German Chancellor Gerhard Schroeder has hailed his Turkish counterpart as a "great reformer", while promising support for the country's EU bid.
Erdogan said his government would carry through reform
Mr Schroeder and Recep Tayyip Erdogan, who is visiting Berlin, said they were confident Turkey would get the go-ahead this week to open EU membership talks.
The European Commission is meeting on Wednesday to discuss the bid.
Turkey has passed sweeping reforms but has not yet met all the criteria for membership.
Documents obtained by the BBC last week suggest that negotiations on Turkey's accession would take at least a decade, and the cost of membership would be as much as that of the 10 mostly former communist countries which joined this year.
Mr Schroeder presented Mr Erdogan with the private Quadriga award for his handling of reforms in Turkey.
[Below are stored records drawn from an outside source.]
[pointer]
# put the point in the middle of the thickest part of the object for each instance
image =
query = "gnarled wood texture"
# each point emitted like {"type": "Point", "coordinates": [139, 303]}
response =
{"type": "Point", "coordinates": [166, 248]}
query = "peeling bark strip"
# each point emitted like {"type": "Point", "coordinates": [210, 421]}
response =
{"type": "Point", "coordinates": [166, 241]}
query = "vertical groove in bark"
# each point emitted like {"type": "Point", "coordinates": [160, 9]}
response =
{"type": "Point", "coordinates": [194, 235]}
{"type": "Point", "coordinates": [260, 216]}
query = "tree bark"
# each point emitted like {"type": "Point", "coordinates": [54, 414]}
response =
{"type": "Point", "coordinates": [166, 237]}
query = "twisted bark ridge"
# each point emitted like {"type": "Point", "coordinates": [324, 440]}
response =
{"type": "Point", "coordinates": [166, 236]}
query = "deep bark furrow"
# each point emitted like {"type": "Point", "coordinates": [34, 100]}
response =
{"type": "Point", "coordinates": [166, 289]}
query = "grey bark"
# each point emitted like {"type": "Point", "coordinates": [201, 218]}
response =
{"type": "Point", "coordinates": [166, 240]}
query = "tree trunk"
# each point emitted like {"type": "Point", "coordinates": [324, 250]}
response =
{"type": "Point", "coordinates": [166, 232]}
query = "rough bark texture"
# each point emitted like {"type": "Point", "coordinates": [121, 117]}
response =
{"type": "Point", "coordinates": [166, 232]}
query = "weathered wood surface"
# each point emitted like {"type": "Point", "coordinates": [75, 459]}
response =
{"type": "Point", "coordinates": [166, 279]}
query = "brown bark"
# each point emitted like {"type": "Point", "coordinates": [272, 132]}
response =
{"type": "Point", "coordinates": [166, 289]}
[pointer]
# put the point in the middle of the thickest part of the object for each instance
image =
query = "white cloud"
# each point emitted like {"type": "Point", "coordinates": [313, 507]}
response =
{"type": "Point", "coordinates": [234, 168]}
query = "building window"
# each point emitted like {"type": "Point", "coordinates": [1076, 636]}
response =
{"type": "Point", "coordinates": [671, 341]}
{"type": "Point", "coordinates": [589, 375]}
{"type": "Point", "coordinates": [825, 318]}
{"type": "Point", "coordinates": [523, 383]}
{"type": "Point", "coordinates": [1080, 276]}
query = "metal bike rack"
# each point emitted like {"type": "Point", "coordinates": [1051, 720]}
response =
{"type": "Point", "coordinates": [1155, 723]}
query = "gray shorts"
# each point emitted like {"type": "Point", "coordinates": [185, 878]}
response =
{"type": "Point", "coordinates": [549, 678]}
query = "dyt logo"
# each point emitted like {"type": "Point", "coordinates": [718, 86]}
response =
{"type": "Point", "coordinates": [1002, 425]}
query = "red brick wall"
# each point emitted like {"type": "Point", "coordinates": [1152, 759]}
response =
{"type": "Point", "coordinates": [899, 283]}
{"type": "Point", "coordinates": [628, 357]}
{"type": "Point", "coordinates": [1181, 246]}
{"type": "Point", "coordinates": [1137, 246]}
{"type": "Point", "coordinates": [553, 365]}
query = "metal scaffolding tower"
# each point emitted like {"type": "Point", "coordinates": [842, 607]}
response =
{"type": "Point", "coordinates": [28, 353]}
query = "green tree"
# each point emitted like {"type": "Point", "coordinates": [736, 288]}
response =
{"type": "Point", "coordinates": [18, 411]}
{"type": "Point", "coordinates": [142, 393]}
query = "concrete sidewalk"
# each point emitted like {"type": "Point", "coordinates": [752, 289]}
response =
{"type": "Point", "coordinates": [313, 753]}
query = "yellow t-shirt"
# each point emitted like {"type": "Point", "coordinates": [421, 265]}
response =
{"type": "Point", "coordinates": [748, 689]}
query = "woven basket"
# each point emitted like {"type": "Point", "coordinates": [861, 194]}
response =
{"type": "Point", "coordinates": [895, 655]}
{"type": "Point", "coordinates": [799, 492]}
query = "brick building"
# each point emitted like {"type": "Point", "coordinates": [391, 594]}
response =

The chancellor said the reforms could not be dismissed as merely a sop to Europe, citing Mr Erdogan's jail experience for reciting religious poetry.
"It is a consequence of his political convictions and also of his painful personal experiences with repression and persecution," he said.
He added that if the European Commission recommended opening accession talks Germany would throw its weight behind the bid.
Mr Erdogan said his government was determined to carry the reforms through to the end, adding that he would settle only for full membership negotiations and not the "privileged partnership" suggested by Germany's opposition.
"Anyone who calls into question whether Turkey can be a full member is not respecting the procedures," he told German TV. "We have done our homework. Now it's for those who set this homework to do what is necessary."
He said Turkish membership would mean a "reconciliation of civilisations".